23 julio 2010

Rancheras en el deslunado

Cada casa del mundo tiene sus trucos, sus misterios y sus manías.

La que ocupo ahora tiene una cocina cuya ventana da a un estrecho deslunado. Ese hueco interior de planta triangular te hace, por algún milagro de la acústica, escuchar nítidamente las conversaciones que tienen lugar en cada una de ellas como si la persona espiada estuviera a tu lado mientras cortas apios.

Desde hace unos días me llega una voz distinta de la cocina del tercero. La que antes ocupaba la pareja jóven que intercambiaba agrios reproches mientras ella preparaba su ensalada y él esperara a que se terminara de hacer su pizza. Era una pareja en evidente fase terminal: vivir con alguien y no cenar lo mismo nunca es una buena señal.  
Pero no permitamos que mis reflexiones sobre dietética conyugal nos desvíen de la cuestión: La nueva voz era una voz firme y pausada, de hombre mayor. Una voz de señor.  Una voz que habla despacio por teléfono y termina meticulosamente las palabras, mimando la dicción. Parece la voz de un hombre reflexivo y métodico,  alguien que madruga, se limpia siempre en servilletas de tela y se plancha la raya del pantalón.

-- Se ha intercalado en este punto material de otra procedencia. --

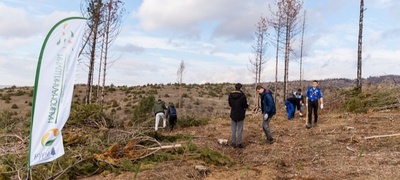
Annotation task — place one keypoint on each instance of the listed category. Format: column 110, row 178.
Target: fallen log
column 166, row 147
column 379, row 136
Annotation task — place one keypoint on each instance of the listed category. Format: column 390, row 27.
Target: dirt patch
column 335, row 149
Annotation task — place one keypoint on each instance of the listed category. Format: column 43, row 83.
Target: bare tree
column 113, row 14
column 259, row 50
column 302, row 48
column 290, row 18
column 181, row 70
column 359, row 58
column 276, row 22
column 92, row 10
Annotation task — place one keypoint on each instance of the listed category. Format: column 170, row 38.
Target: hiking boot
column 270, row 141
column 308, row 126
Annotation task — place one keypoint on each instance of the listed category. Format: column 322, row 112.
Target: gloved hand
column 265, row 117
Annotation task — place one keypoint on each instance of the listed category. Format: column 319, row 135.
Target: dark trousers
column 312, row 106
column 172, row 121
column 290, row 109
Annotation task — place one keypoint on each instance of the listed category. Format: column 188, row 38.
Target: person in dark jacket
column 313, row 95
column 299, row 95
column 238, row 103
column 268, row 110
column 291, row 103
column 171, row 116
column 158, row 110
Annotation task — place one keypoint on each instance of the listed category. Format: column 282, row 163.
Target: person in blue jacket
column 313, row 95
column 268, row 110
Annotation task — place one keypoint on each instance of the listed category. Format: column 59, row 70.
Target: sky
column 212, row 37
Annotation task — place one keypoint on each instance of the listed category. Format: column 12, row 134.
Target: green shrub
column 143, row 109
column 361, row 102
column 14, row 106
column 90, row 114
column 187, row 121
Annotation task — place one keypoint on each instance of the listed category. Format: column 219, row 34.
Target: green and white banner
column 54, row 84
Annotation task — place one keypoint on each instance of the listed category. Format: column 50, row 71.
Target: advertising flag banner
column 54, row 84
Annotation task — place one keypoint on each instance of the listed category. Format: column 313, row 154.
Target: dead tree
column 181, row 70
column 276, row 22
column 259, row 49
column 290, row 23
column 92, row 10
column 359, row 58
column 302, row 48
column 113, row 14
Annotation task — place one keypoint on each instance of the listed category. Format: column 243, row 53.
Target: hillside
column 117, row 144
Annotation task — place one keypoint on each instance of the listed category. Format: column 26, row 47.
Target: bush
column 143, row 109
column 187, row 121
column 361, row 102
column 14, row 106
column 90, row 114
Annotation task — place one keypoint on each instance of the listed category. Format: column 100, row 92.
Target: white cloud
column 230, row 18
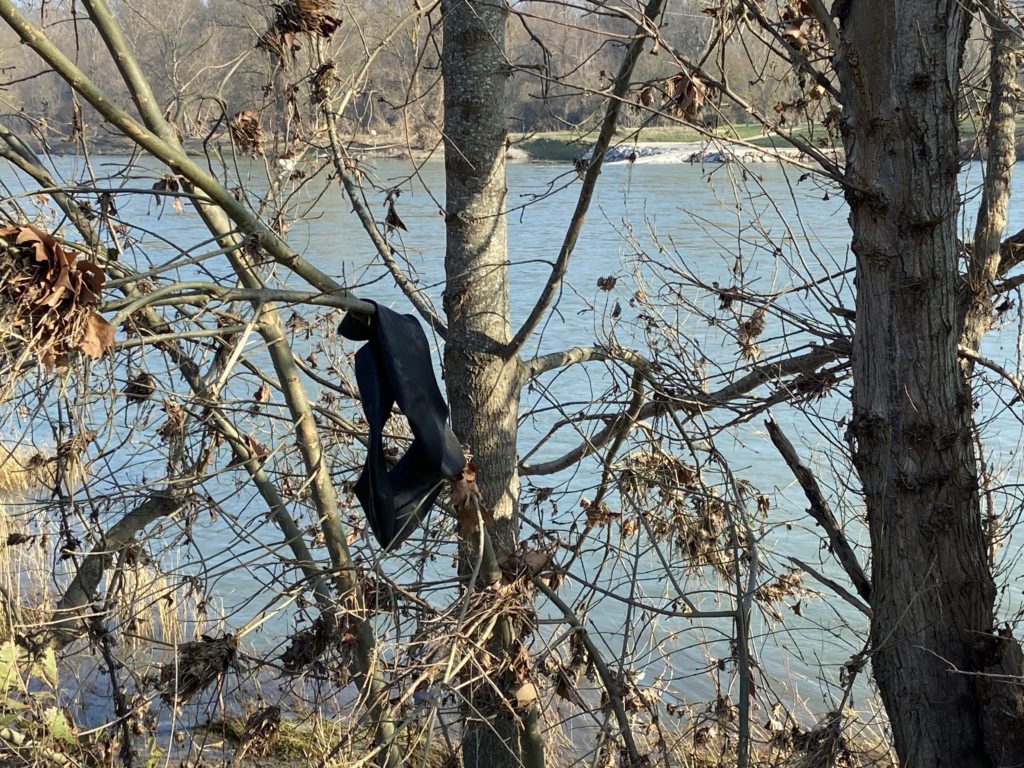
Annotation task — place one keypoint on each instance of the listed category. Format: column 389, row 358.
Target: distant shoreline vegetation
column 749, row 144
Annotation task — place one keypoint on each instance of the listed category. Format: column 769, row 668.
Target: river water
column 768, row 225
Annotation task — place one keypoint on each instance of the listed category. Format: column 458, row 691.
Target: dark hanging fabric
column 394, row 367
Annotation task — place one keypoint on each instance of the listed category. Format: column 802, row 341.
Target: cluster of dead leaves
column 295, row 17
column 750, row 330
column 198, row 665
column 247, row 132
column 48, row 298
column 688, row 93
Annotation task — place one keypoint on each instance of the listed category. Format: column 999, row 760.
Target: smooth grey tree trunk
column 912, row 417
column 482, row 376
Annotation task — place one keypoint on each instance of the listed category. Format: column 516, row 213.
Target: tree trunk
column 482, row 377
column 911, row 427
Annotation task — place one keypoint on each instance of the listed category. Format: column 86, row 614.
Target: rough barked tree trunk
column 482, row 377
column 933, row 593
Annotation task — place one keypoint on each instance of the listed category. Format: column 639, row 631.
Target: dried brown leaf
column 97, row 336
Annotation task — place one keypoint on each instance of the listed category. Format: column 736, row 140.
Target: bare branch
column 615, row 99
column 82, row 590
column 700, row 401
column 167, row 153
column 821, row 512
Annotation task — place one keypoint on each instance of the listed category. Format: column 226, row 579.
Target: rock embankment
column 695, row 152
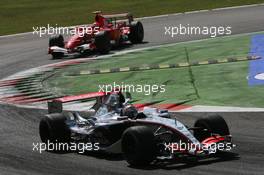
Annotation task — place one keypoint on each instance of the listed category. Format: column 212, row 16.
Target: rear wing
column 120, row 16
column 56, row 105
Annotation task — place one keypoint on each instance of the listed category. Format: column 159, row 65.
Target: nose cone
column 73, row 42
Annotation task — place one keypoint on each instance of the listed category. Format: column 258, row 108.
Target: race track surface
column 19, row 127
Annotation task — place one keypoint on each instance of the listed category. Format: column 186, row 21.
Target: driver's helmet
column 99, row 19
column 130, row 111
column 112, row 102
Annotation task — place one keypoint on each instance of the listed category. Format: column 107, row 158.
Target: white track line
column 157, row 16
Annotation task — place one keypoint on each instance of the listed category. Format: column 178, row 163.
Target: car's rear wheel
column 53, row 128
column 214, row 124
column 102, row 42
column 56, row 40
column 136, row 34
column 138, row 145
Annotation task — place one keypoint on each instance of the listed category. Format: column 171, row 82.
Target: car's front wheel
column 102, row 42
column 53, row 128
column 214, row 124
column 57, row 40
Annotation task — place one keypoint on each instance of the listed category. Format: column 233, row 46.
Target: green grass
column 22, row 15
column 221, row 84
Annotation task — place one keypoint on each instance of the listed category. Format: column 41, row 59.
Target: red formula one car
column 107, row 31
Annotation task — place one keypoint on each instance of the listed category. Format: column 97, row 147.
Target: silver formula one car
column 142, row 137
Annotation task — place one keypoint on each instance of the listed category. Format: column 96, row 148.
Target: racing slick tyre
column 102, row 42
column 57, row 40
column 138, row 145
column 53, row 128
column 214, row 124
column 136, row 34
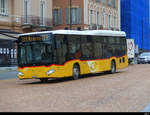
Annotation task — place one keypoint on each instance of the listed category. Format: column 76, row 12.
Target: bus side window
column 61, row 49
column 74, row 48
column 87, row 47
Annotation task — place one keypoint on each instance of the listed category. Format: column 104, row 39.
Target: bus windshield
column 36, row 52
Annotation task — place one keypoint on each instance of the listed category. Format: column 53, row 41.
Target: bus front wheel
column 44, row 80
column 113, row 67
column 76, row 72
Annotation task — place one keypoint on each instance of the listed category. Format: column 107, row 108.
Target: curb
column 15, row 68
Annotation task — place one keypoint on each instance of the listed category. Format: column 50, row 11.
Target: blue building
column 135, row 21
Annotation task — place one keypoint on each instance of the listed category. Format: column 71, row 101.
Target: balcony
column 3, row 12
column 30, row 22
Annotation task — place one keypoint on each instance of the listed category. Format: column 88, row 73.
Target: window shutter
column 79, row 16
column 60, row 16
column 67, row 16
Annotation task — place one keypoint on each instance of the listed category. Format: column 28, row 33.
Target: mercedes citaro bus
column 65, row 53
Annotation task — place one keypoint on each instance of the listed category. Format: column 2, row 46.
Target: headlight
column 50, row 72
column 20, row 74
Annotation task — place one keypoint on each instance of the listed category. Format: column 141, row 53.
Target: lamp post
column 70, row 14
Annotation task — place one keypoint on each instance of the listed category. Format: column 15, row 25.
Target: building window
column 57, row 16
column 104, row 20
column 42, row 13
column 115, row 23
column 75, row 15
column 3, row 7
column 26, row 11
column 91, row 17
column 104, row 2
column 98, row 18
column 110, row 3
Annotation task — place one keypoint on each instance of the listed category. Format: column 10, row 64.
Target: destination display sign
column 35, row 38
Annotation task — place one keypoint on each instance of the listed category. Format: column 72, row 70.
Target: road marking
column 147, row 108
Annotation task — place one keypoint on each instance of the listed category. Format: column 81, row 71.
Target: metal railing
column 36, row 20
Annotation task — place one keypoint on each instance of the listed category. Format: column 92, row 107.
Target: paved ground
column 8, row 72
column 126, row 91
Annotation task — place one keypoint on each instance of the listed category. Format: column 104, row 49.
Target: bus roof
column 86, row 32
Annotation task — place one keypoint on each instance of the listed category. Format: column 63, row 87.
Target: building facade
column 135, row 21
column 86, row 14
column 21, row 16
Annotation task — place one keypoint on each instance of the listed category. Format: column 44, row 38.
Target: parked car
column 144, row 58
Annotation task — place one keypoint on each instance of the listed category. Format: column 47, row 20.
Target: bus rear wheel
column 76, row 72
column 113, row 67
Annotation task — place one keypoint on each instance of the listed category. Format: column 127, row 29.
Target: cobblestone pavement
column 126, row 91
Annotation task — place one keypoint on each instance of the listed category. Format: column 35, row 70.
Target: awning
column 8, row 35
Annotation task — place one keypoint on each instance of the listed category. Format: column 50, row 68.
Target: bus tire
column 76, row 72
column 44, row 80
column 113, row 67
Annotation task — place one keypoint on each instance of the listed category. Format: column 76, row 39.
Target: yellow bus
column 65, row 53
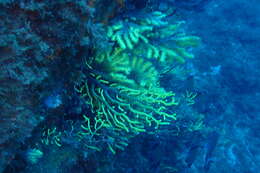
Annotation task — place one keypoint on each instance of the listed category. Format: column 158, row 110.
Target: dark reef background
column 43, row 45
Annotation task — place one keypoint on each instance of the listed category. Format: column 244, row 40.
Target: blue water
column 47, row 48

El caso es que esta noche la he escuchado pensando que era la primera vez y de pronto he recordado que la oí la madrugada del sábado pasado. Era una de esas en que llegas algo feliz y perjudicado y te das una ducha y abres la nevera para darle un buen golpe de estado y beber algo frío antes de irte a dormir.
Recuerdo que al abrir la nevera el condenado motor que le da vida se calló dándome tregua por un rato, y con en silencio de la madrugada llegó desde la ventana un quejido prolongado. Al principio pensé que era alguien pidiendo ayuda. Luego me acerqué a la ventana del deslunado y escuché algo lejana una grabación, una ranchera mejicana  La voz que cantaba encima, evidentemente alcoholizada, era la voz de hoy, la voz de la impecable dicción, la de la servilleta y la raya del pantalón. A duras penas vocalizaba la letra, añadiendo una nueva dimensión de pena a la ya de por sí triste canción, subiendo de tono en los estribillos y bajando a un murmullo ahogado y lastímero en las estrofas. Una de esas voces de borrachera espesa y solitaria, una voz que bordaba el aullido apagado de un perro lastimado.

Y realmente no sé quien es ese señor, y habrá a quien  la cosa le puede dar risa si un día me lo cruzo en el ascensor (si algún día llego a tener ascensor), pero desde esta noche ese señor tiene mi respeto y mi comprensión. 
Porque en este mundo histérico de positivismo, ansiolíticos y permanente disponibilidad,  todo el mundo nos debemos, necesitamos, y si no lo tenemos, deberíamos reclamarlo, un momento para estar y sentirnos completa y jodidamente derrotados.  Una sima, un valle, un punto más bajo en el que podamos lamernos las heridas, cantar rancheras en la cocina, o tal vez llorar mientras nos damos un baño. 
Un momento que más tarde, ya recompuestos, recordemos y nos haga sentir que no importa lo que venga después, lo peor ya lo hemos pasado.

5 comentarios:

anna g. dijo...
Yo soy de las que lloran en la ducha. Para disimularme las lágrimas entre la lluvia que cae sobre mi infierno particular.
neko dijo...
Al fin y al cabo frente al mundo intentamos ser solo fachada.

En este caso es como si hubieras compartido su soledad sin que ni siquiera el mismo llegué a ser consciente.

¿Cómo va ese insomnio?
Un saludico
pab dijo...
El insomnio me va genial: cada vez duermo menos :D
neko dijo...
pues chico, aprovecha el tiempo, aprende a hacer punto y te vas tejiendo jerseys y bufandas para el invierno!

Ese algo que te ronda la cabeza llea demasiado tiempo "atrapado" ahi dentro, ya es hora de ayudarle a escapar :)
pab dijo...
Bueno, quiero pensar que el calor está teniendo tambien algo que ver, a ver si este finde refresca un poco.
Pero me apunto lo de las labores, lo de las abuelas con la lana y las agujas siempre me ha parecido un superpoder.